Foam formation during pumping and packaging
During pumping, packaging, and transportation, air is also introduced into the system due to the movement of the air/liquid media surface. In printing, curtain coating, dip coating and other construction methods, paint will also be pumped and transported. Not only the foam formed during the production process, but also the bubbles generated during later pumping and packaging need to be eliminated. Therefore, defoaming agents that have already played a role in the production process must also be able to effectively remove foam or prevent foam formation.
To meet quality management requirements, the density of each can of paint must be measured. Visual requirements are also important because consumers do not like to see foam on the paint surface. Therefore, the defoaming agent still works during storage.

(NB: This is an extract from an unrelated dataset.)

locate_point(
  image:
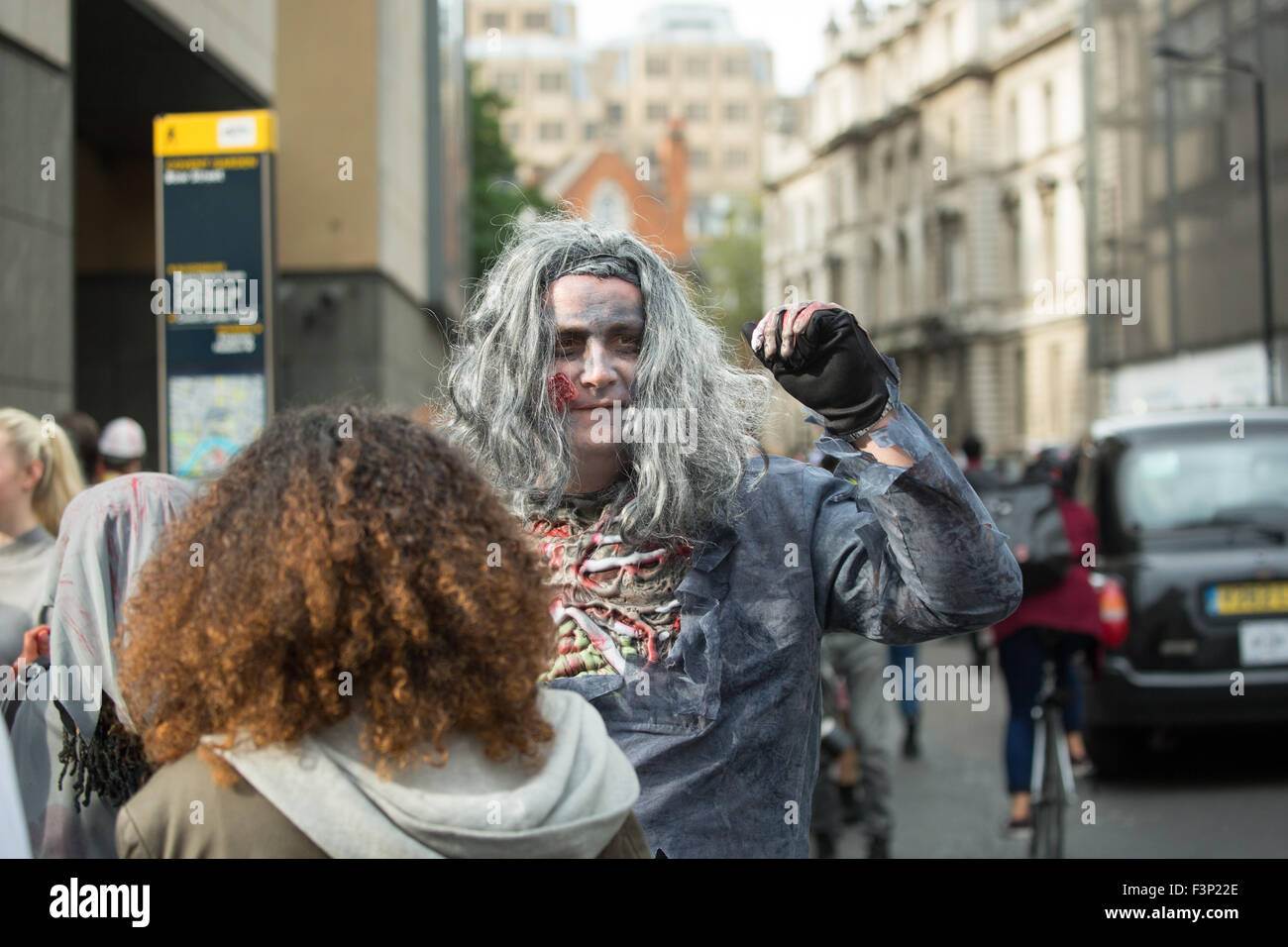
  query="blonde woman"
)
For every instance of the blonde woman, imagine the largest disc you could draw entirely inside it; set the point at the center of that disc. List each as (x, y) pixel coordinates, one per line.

Foam formation during construction
Construction technology and substrate type have an important impact on the tendency of foam formation during construction. Foam is more likely to form on porous water-permeable substrates such as walls, wallpaper, and untreated wood. Application tools such as brushes, rollers, and spray guns show just as important an impact as the underlying layer. They may promote or prevent foam formation.
When using the spraying process, the paint leaving the nozzle is fully saturated with air, so a highly efficient defoamer must be used. Such defoamer must be able to effectively eliminate microbubbles formed on the substrate.